MOVIE REVIEW: FRAGILE MACHINE (2005)

Produced by Aoineko 

Art, Animation, Direction, and Music by Ben Steele
Story by Ben Steele, Darren Dugan,Cliff Hockersmith, John Pickney
Music by John Banks, John Hockersmith,Cliff Hockersmith, Ben Steele, Jay Steinberg

Voice Cast:
Xi as Leda Nea
Molly Pickney as Goho/Mary Nea


...

"If a technological feat is possible, man will do it. Almost as if it's wired into the core of our being."
                  ---Major Motoko Kusanagi in the movie Ghost in the Shell (1995)   

" Only her soul is real."
                  ---narrator in the movie Fragile Machine (2005)

...

Review by William D. Tucker. 



There's a cyborg woman, alone in her high tech apartment. She looks like a cyborg, that doll-like appearance familiar to anyone who's ever seen the anime Ghost in the Shell, but it's kind of hard to tell. This is a computer graphics movie, and so all of the human characters look like she does: cyborg dolls, simplified, stylized, maybe even mass-produced. Are they products or people or both? This woman is named Leda Nea, and she sits up in bed, and contemplates the futuristic metropolis she is part of--once again, similar to Motoko Kusanagi, the Major, from Ghost in the Shell. There are some children's toys in the apartment, and this is a departure from Ghost in the Shell: the Major was a committed loner, a hyper-individualist who wanted to transcend her own being, confound the categories of male and female biology and gender identity, slip the bonds of collectivist military/corporate/bureaucratic culture, and explore the new depths and new heights of a transhumanist existence. Leda Nea has children's toys but no child. The implication is that she is quite alone and, in another difference from the Major, not by choice. She once had a little daughter, but now she's gone.


We see a shimmering ultimate dream city built out of computer graphics and  photographic references of cities from the real world (looks a bit like Los Angeles, maybe some shots from Tokyo and Seoul)--a mixture of the real and the digital inhabited by doll-like video game avatar-people. The city has been constructed by the impenetrably named Göln Remedios corporation as a combination city state/executive headquarters/work site/massively scaled social engineering experiment. Göln Remedios built the city to be one with the company, and all who work there are both citizens and employees. Göln Remedios's main business concerns seem to be robotics and AI, but now they have embarked on a new venture: the merger of artificial and biological systems. The virtual people who live in this city seem to already be cyborgs in the sense of being humans whose lives are dependent upon high technology, and their uniform, doll-like appearance may even be meant to suggest some kind of assembly line/vat grown origin for the city state's population as a whole. The company has everyone under intense surveillance: visual, audio, biometrics--every man, woman, and child has been rigorously quantified down to the ATCG units of their genetic makeup. GR has an entire population as a pool for experimentation, and it wants to take robotics, cybernetics, and AI to the next level. They want to locate the human soul, in situ, extract it, and insert it into an artificial robot body. The company wants to achieve the impossible synthesis of science and spirituality, magic and technology, and, in the process, give birth to a new being and a new conception of nature. To that end, they choose an experimental subject: Leda Nea, who is revealed to be a scientist working on something called Project Zero for GR.

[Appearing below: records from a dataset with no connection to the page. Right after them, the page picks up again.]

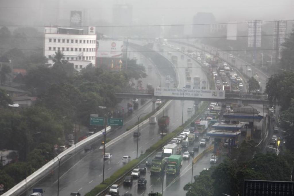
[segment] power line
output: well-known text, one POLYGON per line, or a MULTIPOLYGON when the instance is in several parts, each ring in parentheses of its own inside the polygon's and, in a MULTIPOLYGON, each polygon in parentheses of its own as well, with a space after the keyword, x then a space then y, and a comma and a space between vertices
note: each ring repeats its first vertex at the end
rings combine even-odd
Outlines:
MULTIPOLYGON (((294 19, 291 20, 283 20, 283 21, 285 21, 287 22, 289 21, 294 21, 294 19)), ((260 23, 267 23, 267 22, 275 22, 276 21, 261 21, 260 23)), ((221 25, 221 24, 247 24, 248 23, 248 21, 245 22, 230 22, 230 23, 201 23, 198 24, 152 24, 152 25, 93 25, 93 26, 97 27, 156 27, 156 26, 196 26, 198 25, 221 25)), ((91 25, 90 25, 91 26, 91 25)), ((21 24, 11 24, 9 25, 6 25, 0 24, 0 26, 6 26, 9 27, 17 27, 17 26, 26 26, 26 27, 44 27, 44 26, 41 25, 26 25, 21 24)), ((70 26, 62 26, 63 27, 71 27, 70 26)), ((87 27, 89 26, 81 26, 81 27, 87 27)))

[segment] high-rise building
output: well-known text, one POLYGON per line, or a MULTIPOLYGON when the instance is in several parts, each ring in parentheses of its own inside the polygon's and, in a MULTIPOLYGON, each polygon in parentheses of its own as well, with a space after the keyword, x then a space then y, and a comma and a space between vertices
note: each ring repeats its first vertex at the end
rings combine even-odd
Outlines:
POLYGON ((82 29, 45 27, 44 56, 53 65, 55 52, 62 52, 63 60, 74 64, 78 71, 96 61, 96 35, 95 27, 89 27, 88 32, 82 29))
POLYGON ((198 12, 193 17, 193 35, 203 37, 211 32, 211 24, 216 23, 216 18, 212 13, 198 12))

Leda Nea receives a new dictate from the company. She will report to a laboratory facility, sign a legal release form (in a mostly digital, heavily cyborged future, you know something sinister is afoot when your bosses have you sign an actual piece of paper . . .), and be subjected to bizarre and horrific experiments which will rip the soul from her biological body and put it into a robot body.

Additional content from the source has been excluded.